The brief that wasn’t ours, the solution we almost missed and the ad that would’ve been pulled if disaster hadn’t struck.


At the back end of the last century Rich and I worked on the occasional car brief. Subaru was the client and the ads at the time tended to be about a rally win or a pseudo-posh farming vehicle.

Based on the success of the incredibly popular Impreza, the Japanese manufacturer had decided to introduce a turbo version of it’s sturdy, yet uninspiring workhorse, the Forester.

The account director at the time was George Wallis Jnr (son of the CEO) and as the Creative Director, Geoff ‘Tommo’ Tomlinson was on a shoot, he’d managed to sneak the brief into us pair.

As with all car briefs, it was full of loads of technical data for the ‘car nerds’ and audience insights for the ‘media nerds’.

We had a week to crack it (I know, feels like a lifetime these days) before Tommo would return to his desk and inevitably steal the brief back.

We got to work, tossing ideas back and forth and then into the bin. The usual crap came pouring out. The clichés and puns were abundant and we were struggling. This wasn’t a model launch – that had happened a year or so before and the car had been positioned as a practical, capable estate.

There wasn’t an opportunity to make a massive personality shift and being honest, it was still a practical, capable estate but just went a bit quicker.

Therein lay the issue, even back in the 90s, you couldn’t sell a car on speed. Yet that’s all we should really be talking about. So, we had to do what we do and find a way round the problem.

Then on the Friday morning inspiration struck. Must’ve been the shock of being in the office early as we only had a few hours remaining to solve it or lose it.

Speed camera as a concept was born… originally without an image of the car.

We excitedly called George into our office to proclaim we’d solved it. He instantly asked for a back up. Arrogant little sods that we were, we of course refused. This was the one and he HAD to sell it at the meeting he had that lunchtime with the client.

Out came the Magic Markers and we drew it up ready for presentation. The ink was still drying when the agency MD stuck his head round the door and asked what we were working on. We proudly showed him the DPS visual (back then car ads always started as a double page spread) and he nonchalantly shrugged, said it was okay and carried on down the corridor. Suddenly self-doubt crept in, was it as good as we thought? It had all happened so fast we hadn’t given it the overnight test or even pinned it to the wall to stare at for a couple of hours. We were running on gut feel alone.
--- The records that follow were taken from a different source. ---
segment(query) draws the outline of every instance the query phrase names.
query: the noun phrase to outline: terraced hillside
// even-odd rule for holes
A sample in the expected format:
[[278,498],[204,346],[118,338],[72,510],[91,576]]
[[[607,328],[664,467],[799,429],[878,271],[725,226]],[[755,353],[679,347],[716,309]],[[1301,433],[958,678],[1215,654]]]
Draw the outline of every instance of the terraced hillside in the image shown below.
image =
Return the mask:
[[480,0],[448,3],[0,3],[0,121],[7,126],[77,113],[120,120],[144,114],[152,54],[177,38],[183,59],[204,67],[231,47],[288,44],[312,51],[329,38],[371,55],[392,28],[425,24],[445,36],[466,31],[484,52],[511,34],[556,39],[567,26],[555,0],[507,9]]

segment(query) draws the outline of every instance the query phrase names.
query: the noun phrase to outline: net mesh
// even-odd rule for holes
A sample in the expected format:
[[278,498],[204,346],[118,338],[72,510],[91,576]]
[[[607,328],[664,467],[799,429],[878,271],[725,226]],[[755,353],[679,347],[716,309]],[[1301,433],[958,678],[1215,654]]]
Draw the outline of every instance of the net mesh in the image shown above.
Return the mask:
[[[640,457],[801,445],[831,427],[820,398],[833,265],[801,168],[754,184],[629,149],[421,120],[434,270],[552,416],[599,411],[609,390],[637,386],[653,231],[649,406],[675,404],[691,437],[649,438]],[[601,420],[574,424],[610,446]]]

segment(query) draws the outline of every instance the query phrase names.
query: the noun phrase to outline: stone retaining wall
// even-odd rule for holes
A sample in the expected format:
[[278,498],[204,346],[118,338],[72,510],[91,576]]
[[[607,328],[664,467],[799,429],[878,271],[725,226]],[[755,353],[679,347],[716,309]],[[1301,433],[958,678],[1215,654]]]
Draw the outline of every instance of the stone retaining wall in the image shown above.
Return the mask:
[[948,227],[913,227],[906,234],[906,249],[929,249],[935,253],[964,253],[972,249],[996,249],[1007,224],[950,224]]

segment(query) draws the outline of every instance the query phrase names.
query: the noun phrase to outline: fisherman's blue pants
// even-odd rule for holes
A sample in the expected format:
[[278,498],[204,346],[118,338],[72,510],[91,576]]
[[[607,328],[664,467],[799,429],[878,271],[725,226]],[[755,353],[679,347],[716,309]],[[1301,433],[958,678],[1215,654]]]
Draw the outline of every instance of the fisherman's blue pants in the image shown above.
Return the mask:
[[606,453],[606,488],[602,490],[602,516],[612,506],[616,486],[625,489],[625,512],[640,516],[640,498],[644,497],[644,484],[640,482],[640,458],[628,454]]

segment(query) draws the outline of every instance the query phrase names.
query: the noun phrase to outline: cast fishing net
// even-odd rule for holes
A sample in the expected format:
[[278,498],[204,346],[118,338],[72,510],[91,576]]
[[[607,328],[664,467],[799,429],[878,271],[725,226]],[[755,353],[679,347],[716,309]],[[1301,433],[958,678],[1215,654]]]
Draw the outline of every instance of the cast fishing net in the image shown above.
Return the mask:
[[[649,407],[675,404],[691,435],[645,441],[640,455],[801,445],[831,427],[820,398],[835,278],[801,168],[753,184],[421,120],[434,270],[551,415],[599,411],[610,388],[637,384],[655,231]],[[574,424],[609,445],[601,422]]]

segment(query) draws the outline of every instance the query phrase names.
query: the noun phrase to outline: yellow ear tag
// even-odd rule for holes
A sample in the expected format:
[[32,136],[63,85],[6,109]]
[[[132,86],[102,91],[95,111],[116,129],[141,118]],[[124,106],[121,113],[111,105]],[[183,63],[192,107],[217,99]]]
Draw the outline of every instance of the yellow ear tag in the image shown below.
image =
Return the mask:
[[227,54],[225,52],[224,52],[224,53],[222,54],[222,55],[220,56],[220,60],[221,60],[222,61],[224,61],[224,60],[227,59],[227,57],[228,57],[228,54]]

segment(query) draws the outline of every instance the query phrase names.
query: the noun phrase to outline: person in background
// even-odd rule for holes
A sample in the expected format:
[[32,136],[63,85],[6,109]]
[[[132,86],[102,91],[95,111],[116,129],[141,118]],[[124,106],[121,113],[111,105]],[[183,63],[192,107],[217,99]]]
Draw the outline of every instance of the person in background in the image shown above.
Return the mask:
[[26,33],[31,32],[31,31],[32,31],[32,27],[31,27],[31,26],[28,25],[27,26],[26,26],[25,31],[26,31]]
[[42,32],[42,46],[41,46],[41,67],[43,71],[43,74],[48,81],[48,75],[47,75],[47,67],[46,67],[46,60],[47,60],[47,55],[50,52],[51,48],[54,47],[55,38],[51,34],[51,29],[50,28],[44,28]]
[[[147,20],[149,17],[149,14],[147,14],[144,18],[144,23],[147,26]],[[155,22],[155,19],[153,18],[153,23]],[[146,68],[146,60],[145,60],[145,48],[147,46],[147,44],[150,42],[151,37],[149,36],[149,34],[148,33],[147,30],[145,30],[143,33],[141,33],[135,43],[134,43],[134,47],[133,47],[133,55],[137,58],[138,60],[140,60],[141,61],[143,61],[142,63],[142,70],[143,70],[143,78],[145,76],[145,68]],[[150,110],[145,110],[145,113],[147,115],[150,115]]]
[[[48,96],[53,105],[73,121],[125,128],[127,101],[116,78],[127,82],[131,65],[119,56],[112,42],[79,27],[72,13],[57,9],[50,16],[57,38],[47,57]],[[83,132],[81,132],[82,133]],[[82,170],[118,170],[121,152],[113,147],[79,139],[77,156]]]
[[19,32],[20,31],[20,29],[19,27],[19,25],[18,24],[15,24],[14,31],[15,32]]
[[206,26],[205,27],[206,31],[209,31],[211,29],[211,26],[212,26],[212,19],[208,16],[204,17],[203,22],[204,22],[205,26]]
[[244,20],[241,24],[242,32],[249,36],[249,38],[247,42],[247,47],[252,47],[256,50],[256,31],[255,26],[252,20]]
The meeting went well, the ad was sold to the client (on the proviso we added a shot of the metal), all we had to do was get Geoff, our CD, to go with it on his return to the office. Thankfully he did.

A few nights later we were up in Manchester for an awards ceremony. After a night of mutual back slapping and copious alcohol consumption we all retired upstairs to our beds.

Except for George.

He ventured outside for a breath of fresh air – at which point he was viciously attacked, leaving him in a coma and fighting for his life.
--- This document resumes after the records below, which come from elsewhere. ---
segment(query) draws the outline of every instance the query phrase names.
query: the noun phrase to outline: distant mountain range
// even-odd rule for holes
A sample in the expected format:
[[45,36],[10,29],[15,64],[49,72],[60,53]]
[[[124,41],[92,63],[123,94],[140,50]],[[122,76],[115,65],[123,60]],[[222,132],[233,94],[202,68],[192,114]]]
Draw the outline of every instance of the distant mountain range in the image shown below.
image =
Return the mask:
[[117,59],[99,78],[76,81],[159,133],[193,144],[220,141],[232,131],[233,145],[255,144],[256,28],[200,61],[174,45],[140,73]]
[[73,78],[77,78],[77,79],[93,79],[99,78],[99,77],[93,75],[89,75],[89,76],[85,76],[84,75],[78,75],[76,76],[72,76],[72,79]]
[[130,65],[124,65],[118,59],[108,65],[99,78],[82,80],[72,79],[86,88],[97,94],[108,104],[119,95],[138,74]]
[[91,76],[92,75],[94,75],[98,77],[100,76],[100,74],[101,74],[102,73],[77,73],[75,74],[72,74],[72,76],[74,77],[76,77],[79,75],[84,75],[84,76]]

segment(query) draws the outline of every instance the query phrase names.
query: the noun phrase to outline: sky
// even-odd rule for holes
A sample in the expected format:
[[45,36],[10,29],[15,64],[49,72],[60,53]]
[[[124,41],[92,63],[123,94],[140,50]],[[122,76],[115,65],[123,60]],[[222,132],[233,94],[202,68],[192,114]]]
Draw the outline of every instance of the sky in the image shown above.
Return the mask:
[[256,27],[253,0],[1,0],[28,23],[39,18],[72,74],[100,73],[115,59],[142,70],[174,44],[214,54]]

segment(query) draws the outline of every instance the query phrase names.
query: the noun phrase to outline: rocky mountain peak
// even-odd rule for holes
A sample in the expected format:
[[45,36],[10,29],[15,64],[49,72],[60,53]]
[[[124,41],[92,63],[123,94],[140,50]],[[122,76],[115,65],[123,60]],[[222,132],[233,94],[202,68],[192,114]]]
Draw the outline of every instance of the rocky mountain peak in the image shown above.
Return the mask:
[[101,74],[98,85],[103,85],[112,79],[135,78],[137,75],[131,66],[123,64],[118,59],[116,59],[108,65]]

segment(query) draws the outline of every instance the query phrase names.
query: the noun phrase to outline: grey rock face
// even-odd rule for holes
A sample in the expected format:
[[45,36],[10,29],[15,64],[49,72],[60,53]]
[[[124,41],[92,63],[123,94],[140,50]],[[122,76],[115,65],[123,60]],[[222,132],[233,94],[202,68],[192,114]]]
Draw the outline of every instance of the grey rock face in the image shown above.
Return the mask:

The agency was in shock and the client inexplicably decided to pull the ad, asking for something safer with the car as the hero image.

Arguments and protestations were made but the client wasn’t budging. That was until Geoff refused to change it. The rationale being that this was the last ad George had sold and worryingly would possibly ever sell – as such, it HAD to run. To his credit, the client surprisingly backed down and a shoot was booked in the forests of Wales with legendary car photographer, Pete Davies.

The following year the ad went on to win three golds at Roses (in the same hotel as the attack). It then later won six silvers at the Cream Awards. Forever the arrogant upstarts, as we came off the stage having accepted the first one we went straight over to the judges, slammed the glassware down on the table and shouted at Trevor Beattie (Chair of the judges) “Silver? You can shove silver up your arse.” The remaining five awards were collected by the agency’s delivery driver, Roy.

Much more of an accolade however came in a phone call one morning. I was in before Rich with my feet on the desk, pondering the previous days scamps all pinned to the wall when reception rang through and said there was a “bloke called Richard on the line who wanted to speak to the creative who did the Subaru speed camera ad” – vague but I took it out of either curiosity or boredom expecting it to be a media sales call or a photographer’s agent.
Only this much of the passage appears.